A news release from the company states “in light of strong evidence that decreased ability to smell accompanies this disease, it is partnering with many universities and agencies to provide self-administered smell tests to aid in early COVID-19 detection.”
Sensonics International reports it is the largest manufacturer of quantitative olfactory tests in the world.
In an international collaboration between the University of Pennsylvania Smell and Taste Center and the Masih Daneshvari Hospital in Tehran, Iran, scientists administered the Persian version of Sensonics’ 40-item Smell Identification Test (UPSIT) to 60 COVID-19 inpatients and 60 healthy controls.1 Remarkably, 59 of the 60 patients (98%) exhibited some degree of smell dysfunction, with over half having a total or near-total loss, the news release said. The degree of dysfunction was uninfluenced by age, sex, disease severity, or comorbidities.
This pioneering peer-reviewed study provides the first solid scientific evidence of the influence of the SARS-CoV-2 virus on the ability to smell.
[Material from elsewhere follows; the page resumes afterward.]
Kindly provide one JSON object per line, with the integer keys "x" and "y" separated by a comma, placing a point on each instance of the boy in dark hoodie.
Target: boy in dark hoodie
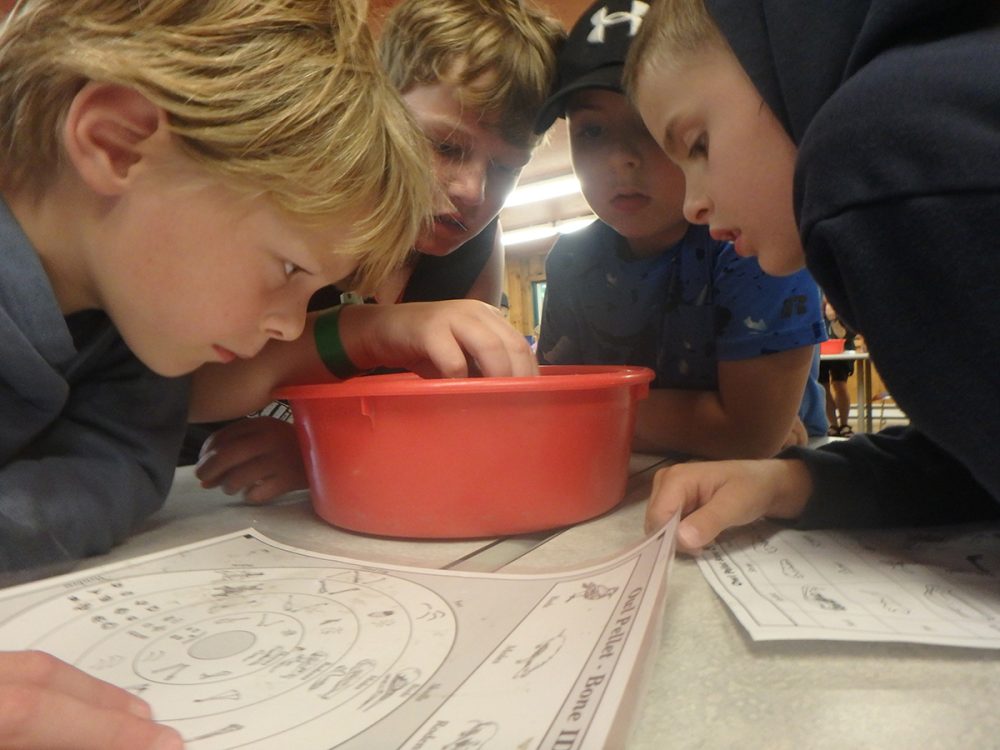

It strongly suggests that quantitative olfactory tests may be a useful, rapid, and inexpensive diagnostic means to aid in identifying patients with COVID-19 in the general population, according to the news release.
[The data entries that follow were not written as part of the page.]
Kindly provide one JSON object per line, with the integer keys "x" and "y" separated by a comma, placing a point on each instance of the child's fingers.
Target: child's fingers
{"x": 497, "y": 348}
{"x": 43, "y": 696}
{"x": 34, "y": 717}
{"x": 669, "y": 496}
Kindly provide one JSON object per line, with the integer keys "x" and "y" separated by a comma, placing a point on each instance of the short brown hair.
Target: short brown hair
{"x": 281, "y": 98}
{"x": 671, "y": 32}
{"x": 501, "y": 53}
Indeed, the sensitivity and specificity of smell testing appear to rival or even exceed that of real-time PCR analyses in identifying COVID-19 patients.
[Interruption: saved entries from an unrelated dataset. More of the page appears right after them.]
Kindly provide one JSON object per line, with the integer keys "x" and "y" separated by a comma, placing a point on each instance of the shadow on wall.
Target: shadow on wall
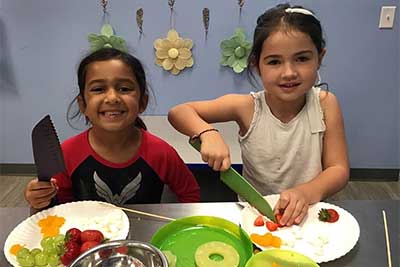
{"x": 212, "y": 189}
{"x": 7, "y": 77}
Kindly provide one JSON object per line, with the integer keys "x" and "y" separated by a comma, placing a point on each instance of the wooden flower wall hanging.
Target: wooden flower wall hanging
{"x": 173, "y": 53}
{"x": 236, "y": 50}
{"x": 106, "y": 38}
1. Moein ST, Hashemian SMR, Mansourafshar B, Khorram-Tousi A, Tabarsi P, Doty RL. Smell dysfunction: a biomarker for COVID-19. International Forum of Allergy and Rhinology. 2020 Apr 17. doi: 10.1002/alr.22587. PMID: 32301284 [Epub ahead of print]
See also: Potter MR, Chen JH, Lobban NS, Doty RL. Olfactory dysfunction from acute upper respiratory infections: relationship to season of onset. International Forum of Allergy and Rhinology 2020 Apr 13. doi: 10.1002/alr.22551. PMID: 32282136 [Epub ahead of print]. This important paper suggests that the peak noted in patients presenting to a university-based smell and taste center with losses due to non-influenza post-(NI) viruses, including coronaviruses, occur in April, May, and June, and subside in August.